Cleaning Up Sitemaps for Google Search Console

Google wasn't indexing my sitemap properly. Turned out I had redirect URLs polluting it.

Noticed Google Search Console wasn’t picking up my sitemap submissions properly. Took a closer look at what was actually in there.

The problem

My sitemap generator was including redirect URLs alongside the canonical ones. For example:

sitemap-tools.xml: /ko/tools/base64, /en/tools/base64, /ja/tools/base64
sitemap-pages.xml: /tools/base64 (redirect page!)

The /tools/base64 page just redirects to /{lang}/tools/base64, but it was sitting in the sitemap. Google sees this, tries to crawl it, gets redirected, and probably gets confused.

Same issue with /anonymous-chat - it redirects to /{lang}/anonymous-chat.

What I fixed

Updated scripts/generate-sitemaps.mjs to:

  1. Filter out redirect URLs
const REDIRECT_PATTERNS = [
  /^\/tools\/[^/]+\/?$/,    // /tools/xxx without lang prefix
  /^\/tools\/?$/,           // /tools/ index
  /^\/anonymous-chat\/?$/,  // /anonymous-chat
];

function isRedirectUrl(pathname) {
  return REDIRECT_PATTERNS.some((pattern) => pattern.test(pathname));
}
  1. Use actual blog post dates for lastmod

Before, every URL had the same lastmod timestamp (build time). Google probably ignored it.
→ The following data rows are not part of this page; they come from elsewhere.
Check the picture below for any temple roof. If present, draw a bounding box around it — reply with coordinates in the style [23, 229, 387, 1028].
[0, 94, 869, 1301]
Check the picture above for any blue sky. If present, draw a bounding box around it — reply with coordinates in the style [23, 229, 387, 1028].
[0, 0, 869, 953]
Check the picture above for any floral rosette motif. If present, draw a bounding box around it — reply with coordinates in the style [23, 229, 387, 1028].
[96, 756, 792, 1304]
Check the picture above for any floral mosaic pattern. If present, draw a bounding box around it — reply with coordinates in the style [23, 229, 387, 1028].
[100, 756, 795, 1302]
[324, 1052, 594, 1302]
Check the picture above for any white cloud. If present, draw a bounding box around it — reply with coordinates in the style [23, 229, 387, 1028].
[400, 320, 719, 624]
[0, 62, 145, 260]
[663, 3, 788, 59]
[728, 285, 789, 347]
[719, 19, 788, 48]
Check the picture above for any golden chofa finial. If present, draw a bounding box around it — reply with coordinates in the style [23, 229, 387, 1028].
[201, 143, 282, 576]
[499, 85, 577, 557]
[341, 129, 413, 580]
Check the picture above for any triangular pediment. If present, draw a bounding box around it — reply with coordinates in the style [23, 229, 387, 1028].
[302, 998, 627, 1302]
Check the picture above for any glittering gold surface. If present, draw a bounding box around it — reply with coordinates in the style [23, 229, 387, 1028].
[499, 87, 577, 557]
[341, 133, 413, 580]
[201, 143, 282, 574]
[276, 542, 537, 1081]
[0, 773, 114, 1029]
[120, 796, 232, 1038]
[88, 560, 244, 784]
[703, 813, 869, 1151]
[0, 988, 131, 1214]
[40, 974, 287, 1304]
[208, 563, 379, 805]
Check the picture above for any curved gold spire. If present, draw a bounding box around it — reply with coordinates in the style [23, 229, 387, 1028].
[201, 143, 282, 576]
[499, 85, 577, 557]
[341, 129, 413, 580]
function getBlogPostDates() {
  const dates = new Map();
  const files = fs.readdirSync(CONTENT_DIR).filter((f) => f.endsWith('.mdx'));

  for (const file of files) {
    const content = fs.readFileSync(path.join(CONTENT_DIR, file), 'utf-8');
    const dateMatch = content.match(/^date:\s*(\d{4}-\d{2}-\d{2})/m);

    if (dateMatch) {
      const slug = file.replace('.mdx', '');
      dates.set(slug, `${dateMatch[1]}T00:00:00.000Z`);
    }
  }
  return dates;
}

Now blog posts have their actual publish date as lastmod.

Results

BeforeAfter
179 URLs (with duplicates)154 URLs (canonical only)
All same lastmodBlog posts have real dates
sitemap-blog.xml:     17 URLs
sitemap-tools.xml:   123 URLs (ko/en/ja × tools)
sitemap-projects.xml:  9 URLs
sitemap-pages.xml:     5 URLs

41 redirect URLs excluded.

Validation

Quick check that no redirect URLs leaked through:

xmllint --noout dist/sitemap-*.xml
# All valid

grep -E "/tools/[^/]+/" dist/sitemap-pages.xml
# Empty - no legacy tool URLs

Should see better indexing now that Google isn’t chasing redirects in the sitemap.